Many of you didn’t know me back in 2011, when I wrote this article about WKIS’ Darlene Evans and her tradition of playing our National Anthem at noon every day. Now, on Sept. 11 of this year, I think it’s worth revisiting. Here’s the link for those who like to share such things.

Update: Now I hear some are having trouble accessing the link. So I cut-and-pasted the article here, for those who want to read it. My apologies.

Sept, 6, 2011 Publication date

By Nick Sortal

As Kenny Chesney wraps up singing about a bottle of wine and two Dixie cups, Darlene Evans punches up the usual noon voiceover, and a robust male voice says:

To those who serve, from all of us in South Florida … thanks.

And LeAnn Rimes begins:

Oh, say can you see,

By the dawn’s early light…

The “We Support Our Troops” paint may have faded from storefront windows since Sept. 11, 2001, but there’s a constant at Evans’ radio station, WKIS 99.9 FM: Every weekday at noon, you’ll hear a country artist perform the national anthem.

“We just take things for granted,” Evans says. “Playing the national anthem reminds people that there’s a war going on, that people put their lives in danger. And that includes our servicemen in Homestead, and our firemen and police officers here, too.”

Many commercial radio stations played the national anthem right after 9-11, but most dropped it. The reason: It stops the party, and listeners push a different button on their car radios. Television producers know that, too, which is why they cut to commercial seconds before a singer starts the pre-game anthem.

But country radio has always bathed itself in red, white and blue. So most of the nation’s 1,800 country music stations air either the pledge of allegiance, the national anthem or both, says Lon Helton, publisher of Country Aircheck, a trade publication based in Nashville. (West Palm Beach’s WIRK, 107.9 FM, also plays the national anthem at noon.)
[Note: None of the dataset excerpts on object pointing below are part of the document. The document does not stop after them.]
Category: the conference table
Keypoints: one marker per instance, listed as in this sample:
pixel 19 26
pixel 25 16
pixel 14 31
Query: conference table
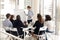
pixel 32 28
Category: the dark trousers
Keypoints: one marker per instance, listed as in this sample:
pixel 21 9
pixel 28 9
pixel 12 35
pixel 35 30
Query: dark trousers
pixel 29 21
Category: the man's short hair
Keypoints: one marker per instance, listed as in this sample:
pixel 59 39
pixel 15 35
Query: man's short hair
pixel 8 15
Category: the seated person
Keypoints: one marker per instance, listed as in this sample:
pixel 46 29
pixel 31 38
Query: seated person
pixel 12 21
pixel 38 24
pixel 18 24
pixel 7 23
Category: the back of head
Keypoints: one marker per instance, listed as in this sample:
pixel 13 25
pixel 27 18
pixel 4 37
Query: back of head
pixel 48 18
pixel 8 15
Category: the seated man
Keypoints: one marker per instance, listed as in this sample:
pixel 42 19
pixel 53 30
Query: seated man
pixel 19 25
pixel 7 23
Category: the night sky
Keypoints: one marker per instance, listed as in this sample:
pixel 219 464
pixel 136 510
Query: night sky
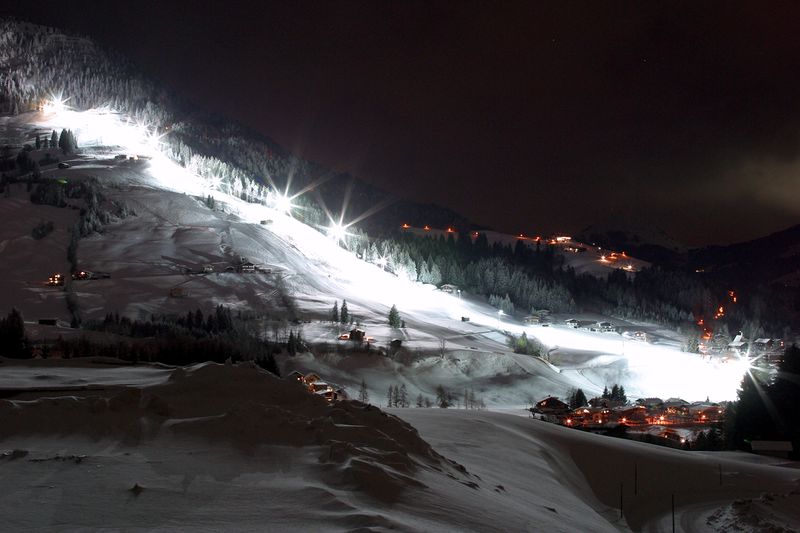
pixel 529 116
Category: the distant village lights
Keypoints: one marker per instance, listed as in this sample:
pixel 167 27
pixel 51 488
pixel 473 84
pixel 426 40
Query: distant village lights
pixel 337 232
pixel 282 203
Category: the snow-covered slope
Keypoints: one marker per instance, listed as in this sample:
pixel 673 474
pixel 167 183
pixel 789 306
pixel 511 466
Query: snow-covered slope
pixel 154 259
pixel 215 447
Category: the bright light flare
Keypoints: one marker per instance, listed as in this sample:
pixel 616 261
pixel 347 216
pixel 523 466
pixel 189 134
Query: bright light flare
pixel 282 203
pixel 56 104
pixel 337 232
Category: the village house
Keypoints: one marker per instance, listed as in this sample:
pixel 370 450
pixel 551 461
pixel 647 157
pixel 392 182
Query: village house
pixel 315 385
pixel 739 345
pixel 606 327
pixel 772 448
pixel 635 415
pixel 551 406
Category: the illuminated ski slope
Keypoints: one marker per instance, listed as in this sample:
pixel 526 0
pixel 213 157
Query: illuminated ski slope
pixel 323 268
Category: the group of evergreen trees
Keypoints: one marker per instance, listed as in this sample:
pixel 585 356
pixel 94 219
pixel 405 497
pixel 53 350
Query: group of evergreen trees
pixel 616 394
pixel 767 408
pixel 13 341
pixel 341 316
pixel 524 345
pixel 397 396
pixel 576 399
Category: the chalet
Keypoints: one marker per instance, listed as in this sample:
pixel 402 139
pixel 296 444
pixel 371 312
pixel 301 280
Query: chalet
pixel 739 345
pixel 311 378
pixel 607 327
pixel 772 448
pixel 631 416
pixel 706 413
pixel 551 405
pixel 768 345
pixel 82 275
pixel 604 402
pixel 586 416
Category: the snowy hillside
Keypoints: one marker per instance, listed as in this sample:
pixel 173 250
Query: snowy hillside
pixel 155 260
pixel 215 447
pixel 169 227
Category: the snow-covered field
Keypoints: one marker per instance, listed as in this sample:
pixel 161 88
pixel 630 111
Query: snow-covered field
pixel 85 445
pixel 159 251
pixel 216 447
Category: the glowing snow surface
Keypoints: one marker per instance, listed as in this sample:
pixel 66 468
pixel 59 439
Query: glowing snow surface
pixel 648 370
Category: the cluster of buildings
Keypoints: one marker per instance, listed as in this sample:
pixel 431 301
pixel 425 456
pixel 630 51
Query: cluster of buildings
pixel 605 413
pixel 317 386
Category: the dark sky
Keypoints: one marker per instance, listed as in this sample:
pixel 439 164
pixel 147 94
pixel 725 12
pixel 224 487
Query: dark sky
pixel 526 116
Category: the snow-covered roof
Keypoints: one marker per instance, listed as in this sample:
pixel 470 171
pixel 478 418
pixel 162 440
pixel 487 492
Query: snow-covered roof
pixel 771 446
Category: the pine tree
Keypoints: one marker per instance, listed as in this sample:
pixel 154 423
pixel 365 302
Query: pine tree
pixel 363 395
pixel 442 397
pixel 394 317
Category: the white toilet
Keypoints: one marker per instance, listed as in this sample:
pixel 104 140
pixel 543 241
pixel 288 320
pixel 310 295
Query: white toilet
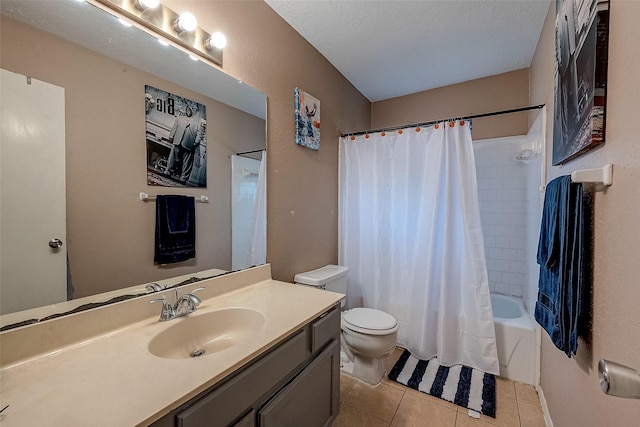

“It’s just part of the fabric of a country station,” Helton says. “But if anything, Sept. 11 has set it in cement.”

WKIS took the anthem off the air in 2007, but listeners complained so vigorously that management back-tracked. Evans said the station once did an Internet survey and support was 97 percent in favor.

The national anthem ritual has also connected Evans with listeners, such as the sergeant who listened via the Internet while in Baghdad. He sent her an American flag that had flown on his base, a gift Evans hugs and “treasures.”

And listeners here thank her, too. People such as Gil Crespo, who served in the Air Force for three years and has a son headed to Afghanistan.

“The more time goes by, the more complacent people become,” says Crespo, now an air-conditioning repair dispatcher. “I want people to remember why we’re over there.”

And the rocket’s red glare,

the bombs bursting in air…

Evans is a military brat of an Air Force colonel. Her family bounced from military bases in Alabama to Canada to San Antonio to Oklahoma to Bermuda, then Connecticut in 1969, as Dad headed off to Vietnam.

She was 11, riding home with her grandmother from ballet class, when they saw their driveway full of cars, and men in uniform.

“My dad was due to be discharged that month,” she recalls. “I thought he had come home.”

Instead, his helicopter had been shot down, and he was dead at age 47.

“I think of him every time I play this,” she says. “And I remember that some people weren’t so nice to the military back then.”

About 90 seconds from opening note, Rimes nails it:

O’er the land of the free

and the home

of the

braaaave

“It’s a minute and a half, two minutes at most,” Evans says. “I think it’s important to take that time and remember people are putting their lives in danger.

“And to say ‘Thank you.'”

She punches another button, then a big red “ON AIR” light goes on:

“Never forget about those men and women that serve our country,” she tells listeners, as she does every day at this time. “We live in the greatest country in the world.”

Then Keith Urban starts singing about how the days go by, running through a river of neon signs.